Ideally, defense-in-depth starts at overseas ports, both dockside and delivered from below by unmanned underwater vehicles. If we're just interdicting the material itself, better to do it at the port of embarkation. But say we're trying to figure out where the ship is headed, or maybe the device is too dangerous to approach in port.
If we're talking littoral waters, where such vessels skulk to avoid attention, then unmanned underwater vehicles are the way to go. They can be especially useful when targets stick to territorial waters to claim legal protection from outside inspection.
Once ships hit the open ocean, though, we face some of the toughest, almost James Bond-like challenges in getting close enough to detect without being noticed.

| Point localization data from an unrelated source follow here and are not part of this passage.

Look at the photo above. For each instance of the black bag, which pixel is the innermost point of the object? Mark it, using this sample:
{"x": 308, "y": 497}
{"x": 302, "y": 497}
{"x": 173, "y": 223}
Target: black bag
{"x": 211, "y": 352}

Seawater makes an excellent insulator, so if we want to detect thermal neutrons, we've basically got to achieve hull-to-hull contact with the suspected vessel. On the high seas, that means an approach speed somewhere in the range of 18 to 24 knots. That's very hard with an unmanned underwater vehicle.
If that's the case, then our forces might move on to special torpedoes able to keep up with the target or--better yet--deliver scanner-toting robots. These hull-crawling droids might be our only option to scan the entirety of a 400-foot ship, a process that can take up to eight hours depending on the nature of the shielding surrounding the material or bombs.
I know what you're thinking: now we've leapt past Bond right into George Lucas' fervent imagination.
Consider this: the Pentagon continues to spend tens of billions of dollars on strategic missile defense systems that still--after all these years--show no signs of working. Recently, the Bush administration started pushing missile defense onto countries like Poland and the Czech Republic, angering Russia in the process. Meanwhile, our government refuses to discuss a space arms treaty with China, which recently made its displeasure known with an anti-satellite weapon test.
Since we share these countries' fears of nuclear terrorism, why does our government continue to antagonize them in these counterproductive ways? Wouldn't it make a lot more sense to pursue the sort of "Star Wars" technology I'm describing here?
For a fraction of what it would cost to continue funding missile defense or fill space with dangerous strategic weaponry, America could readily field a vast fleet of underwater R2D2s to better manage this very real and near-term threat.